FÓRMULA PARA LA FELICIDAD

Por Fernanda Denisse González

¡Hola xalapeñísimos! Bienvenido 2018, ¿listos para hacer realidad todos sus deseos? Hace algunos días, buscando información para este artículo, encontré un estudio que me hizo reflexionar y que habla sobre el mayor deseo que tenemos la mayoría de las personas: ser felices, ¿o no?
Como ya sabemos, el carácter y muchas otras características de un adulto se forjan durante la adolescencia; así que investigadores de la Universidad de Harvard realizaron el estudio más largo que se ha llevado a cabo en esta honorable institución. Consistía en saber cómo es que una persona puede llegar a una vida adulta plena, sana y por consiguiente feliz.

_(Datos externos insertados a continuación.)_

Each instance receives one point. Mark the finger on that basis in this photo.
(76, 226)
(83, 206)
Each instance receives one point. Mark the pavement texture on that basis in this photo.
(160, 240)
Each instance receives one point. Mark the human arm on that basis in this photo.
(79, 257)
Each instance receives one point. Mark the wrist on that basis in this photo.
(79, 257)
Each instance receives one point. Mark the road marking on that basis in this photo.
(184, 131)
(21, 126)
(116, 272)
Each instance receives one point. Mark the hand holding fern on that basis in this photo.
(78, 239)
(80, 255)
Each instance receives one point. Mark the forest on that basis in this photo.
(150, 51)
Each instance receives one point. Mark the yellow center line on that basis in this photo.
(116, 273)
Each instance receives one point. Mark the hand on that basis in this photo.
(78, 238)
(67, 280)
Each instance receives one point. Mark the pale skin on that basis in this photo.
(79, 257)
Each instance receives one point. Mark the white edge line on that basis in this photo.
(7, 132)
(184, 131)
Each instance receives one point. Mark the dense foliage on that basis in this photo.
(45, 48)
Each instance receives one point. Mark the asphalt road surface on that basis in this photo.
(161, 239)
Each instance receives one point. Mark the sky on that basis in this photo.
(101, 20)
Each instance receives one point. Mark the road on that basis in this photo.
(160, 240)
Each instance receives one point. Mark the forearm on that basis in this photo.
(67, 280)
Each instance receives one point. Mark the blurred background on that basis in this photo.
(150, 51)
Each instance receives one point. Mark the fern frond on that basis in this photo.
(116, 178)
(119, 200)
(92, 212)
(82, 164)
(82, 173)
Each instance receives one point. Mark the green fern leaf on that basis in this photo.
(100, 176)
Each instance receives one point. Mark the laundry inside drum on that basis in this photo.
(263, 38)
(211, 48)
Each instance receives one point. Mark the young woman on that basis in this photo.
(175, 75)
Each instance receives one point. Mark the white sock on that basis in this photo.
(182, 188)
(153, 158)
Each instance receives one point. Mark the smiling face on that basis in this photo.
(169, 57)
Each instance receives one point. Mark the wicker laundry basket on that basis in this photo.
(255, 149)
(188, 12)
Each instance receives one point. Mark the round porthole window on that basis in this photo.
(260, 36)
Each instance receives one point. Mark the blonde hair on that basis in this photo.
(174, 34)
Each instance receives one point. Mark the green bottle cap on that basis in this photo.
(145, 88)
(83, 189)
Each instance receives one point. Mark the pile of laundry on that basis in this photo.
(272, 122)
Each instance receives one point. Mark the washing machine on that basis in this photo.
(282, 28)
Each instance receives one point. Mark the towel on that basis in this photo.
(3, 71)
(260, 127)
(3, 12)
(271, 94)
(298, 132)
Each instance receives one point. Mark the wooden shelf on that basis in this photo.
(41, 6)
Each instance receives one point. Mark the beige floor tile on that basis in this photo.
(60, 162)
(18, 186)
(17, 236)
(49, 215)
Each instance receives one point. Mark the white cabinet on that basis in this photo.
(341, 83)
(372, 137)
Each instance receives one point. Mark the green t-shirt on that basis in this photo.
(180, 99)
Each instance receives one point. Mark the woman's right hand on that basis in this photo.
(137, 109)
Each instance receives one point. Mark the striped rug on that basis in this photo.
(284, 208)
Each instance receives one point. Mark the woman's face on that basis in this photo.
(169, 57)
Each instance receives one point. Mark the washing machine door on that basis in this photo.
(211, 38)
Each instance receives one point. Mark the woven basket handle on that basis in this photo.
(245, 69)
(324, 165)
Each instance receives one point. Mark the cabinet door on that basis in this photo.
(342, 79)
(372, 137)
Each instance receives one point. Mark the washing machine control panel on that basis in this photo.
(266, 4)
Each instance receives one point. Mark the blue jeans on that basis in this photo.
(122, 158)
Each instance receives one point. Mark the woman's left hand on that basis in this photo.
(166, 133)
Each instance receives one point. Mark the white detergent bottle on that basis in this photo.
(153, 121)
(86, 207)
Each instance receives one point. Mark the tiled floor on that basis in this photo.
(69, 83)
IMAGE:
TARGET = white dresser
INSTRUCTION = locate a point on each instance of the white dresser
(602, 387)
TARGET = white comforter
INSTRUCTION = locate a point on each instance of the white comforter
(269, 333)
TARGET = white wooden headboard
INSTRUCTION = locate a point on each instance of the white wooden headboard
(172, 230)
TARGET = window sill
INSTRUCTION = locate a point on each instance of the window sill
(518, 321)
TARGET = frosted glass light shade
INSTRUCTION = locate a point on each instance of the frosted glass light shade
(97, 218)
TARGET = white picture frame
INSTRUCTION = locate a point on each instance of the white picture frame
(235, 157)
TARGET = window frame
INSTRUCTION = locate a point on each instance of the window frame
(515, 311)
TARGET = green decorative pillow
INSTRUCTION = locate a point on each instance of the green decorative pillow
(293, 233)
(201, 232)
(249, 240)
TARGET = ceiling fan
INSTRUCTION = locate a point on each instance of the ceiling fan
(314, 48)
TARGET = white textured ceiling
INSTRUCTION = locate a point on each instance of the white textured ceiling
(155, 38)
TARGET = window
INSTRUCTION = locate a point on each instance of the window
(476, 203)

En 1938 se eligieron 724 personas, de las cuales 60 aún siguen vivas. Se han estudiado tres generaciones en las que ha habido de todo, desde ingenieros, drogadictos, incluso hubo uno que fue presidente de los Estados Unidos. No solo se analizan las vidas de los participantes, también se entrevistan a los familiares y amigos. Los sujetos se dividieron en dos grupos: estudiantes adinerados de Harvard y adolescentes que vivían en los suburbios de Massachusetts. Las respuestas a las preguntas cambiaban con cada generación, con los Baby Boomers, la Generación Z y actualmente con los Millennials, quienes el 80 por ciento cree que necesita tener mucho dinero para ser feliz y el 50 por ciento dice que ser famoso es la felicidad.
El doctor en psiquiatría Robert Waldinger dio a conocer los resultados de dichos estudios en el 2015, los cuales sorpresivamente arrojaron como resultado que el dinero no da la felicidad, ni la belleza y mucho menos la fama, sencillamente es: tener relaciones humanas saludables y constructivas. Así de simple, entre más armoniosas sean nuestras relaciones con familiares y amigos seremos más felices. No vale tener muchísimos amigos en redes sociales, no son las cantidades de contactos, ni los likes que le den a nuestras publicaciones, sino la calidad como la confianza y el nivel de afecto, esos son los lazos que realmente nos unen a las personas.
Los chicos que eligieron quedarse en relaciones dañinas, que a la larga muchos se transformaron en matrimonios disfuncionales, arrojaron efectos más dañinos que los que se sentían solos. Las personas que se sentían apoyadas, apreciadas y amadas, su salud física, mental y sobre todo su ánimo eran inmejorables.
Así que papás, ya lo saben, ¿quieren que sus hijos sean felices? El primer lugar donde se inicia este proceso es en casa. Y como dijo Benjamín Franklin: la felicidad humana generalmente no se logra con grandes golpes de suerte, que pueden ocurrir pocas veces, sino con pequeñas cosas que ocurren todos los días.
Se despide su amiga Fer Denisse, deseando que en este nuevo año sus vidas se llenen de felicidad. Y recuerden la vida es xalapeñísimamente hermosa, bye, bye.